À « bientôt 79 ans »,
Roger Silvain aurait pu décider de laisser filer, de ravaler sa colère
contre la direction de la CGT. Mais ce serait mal connaître le
bonhomme : « Le combat, explique-t-il, lui, qui est entré à l’âge de 15 ans à Renault-Billancourt comme apprenti-ajusteur, c’est tous les jours, jusque sur notre lit de mort ». Son combat du moment, cette figure emblématique de la CGT proche d’Henri Krasucki le mène via le Front syndical de classe, une association lancée cet été et qu’il préside. Une association qui vise à être un « vecteur d’idées pour que la CGT reste fidèle à ses fondamentaux ».
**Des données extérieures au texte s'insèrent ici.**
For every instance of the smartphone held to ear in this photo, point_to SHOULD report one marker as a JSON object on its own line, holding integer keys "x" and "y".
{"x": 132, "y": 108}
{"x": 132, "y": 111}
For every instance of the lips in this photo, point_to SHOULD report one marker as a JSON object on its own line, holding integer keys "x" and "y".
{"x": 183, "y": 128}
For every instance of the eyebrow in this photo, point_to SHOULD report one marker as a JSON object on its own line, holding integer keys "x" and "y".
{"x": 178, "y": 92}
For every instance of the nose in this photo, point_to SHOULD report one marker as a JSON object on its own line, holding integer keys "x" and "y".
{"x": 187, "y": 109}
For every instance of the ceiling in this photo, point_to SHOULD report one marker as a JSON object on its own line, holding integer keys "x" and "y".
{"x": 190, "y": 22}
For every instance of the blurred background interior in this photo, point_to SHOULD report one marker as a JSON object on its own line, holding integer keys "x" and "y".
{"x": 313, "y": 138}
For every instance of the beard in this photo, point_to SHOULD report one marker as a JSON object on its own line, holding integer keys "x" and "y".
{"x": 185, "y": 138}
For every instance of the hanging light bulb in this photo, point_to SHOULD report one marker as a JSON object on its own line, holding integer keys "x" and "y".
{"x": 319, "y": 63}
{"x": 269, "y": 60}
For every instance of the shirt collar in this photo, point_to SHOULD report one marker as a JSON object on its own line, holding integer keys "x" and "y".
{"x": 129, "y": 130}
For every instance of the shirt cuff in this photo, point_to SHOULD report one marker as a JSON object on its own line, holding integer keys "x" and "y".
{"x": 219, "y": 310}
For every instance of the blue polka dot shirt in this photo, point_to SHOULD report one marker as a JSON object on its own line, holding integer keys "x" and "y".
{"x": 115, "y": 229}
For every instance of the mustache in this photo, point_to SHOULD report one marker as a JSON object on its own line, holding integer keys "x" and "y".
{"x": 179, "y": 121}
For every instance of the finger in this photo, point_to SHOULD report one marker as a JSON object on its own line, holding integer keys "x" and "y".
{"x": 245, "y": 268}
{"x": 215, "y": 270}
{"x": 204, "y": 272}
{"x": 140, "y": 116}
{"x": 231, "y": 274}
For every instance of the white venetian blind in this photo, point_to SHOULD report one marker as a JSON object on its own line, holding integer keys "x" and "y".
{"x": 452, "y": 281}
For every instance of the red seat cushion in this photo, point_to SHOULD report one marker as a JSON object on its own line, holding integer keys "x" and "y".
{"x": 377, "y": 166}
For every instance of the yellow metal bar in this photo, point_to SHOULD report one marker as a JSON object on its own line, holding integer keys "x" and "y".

Même s’il admet qu’« il y a une vieille tradition à la CGT qui consiste à ne pas dénigrer ses dirigeants », ces fameux « fondamentaux », il les rappelle avec force à Bernard Thibault. Car ce partisan de la « vieille CGT », comme diront certains, sent bien que la base suit de moins en moins l’actuel Secrétaire général. « Au congrès , explique-t-il, vous n’aurez pas le reflet exact de ce mécontentement parce qu’il a été bien “préparé”. » Alors Roger Silvain met des mots sur ce mécontentement. Et surtout il analyse le fossé qui se creuse entre les troupes et « le gars qui tient la boutique ». Il y voit la marque de la Confédération européenne des syndicats et décrit presque Bernard Thibault en commissaire européen aux ouvriers !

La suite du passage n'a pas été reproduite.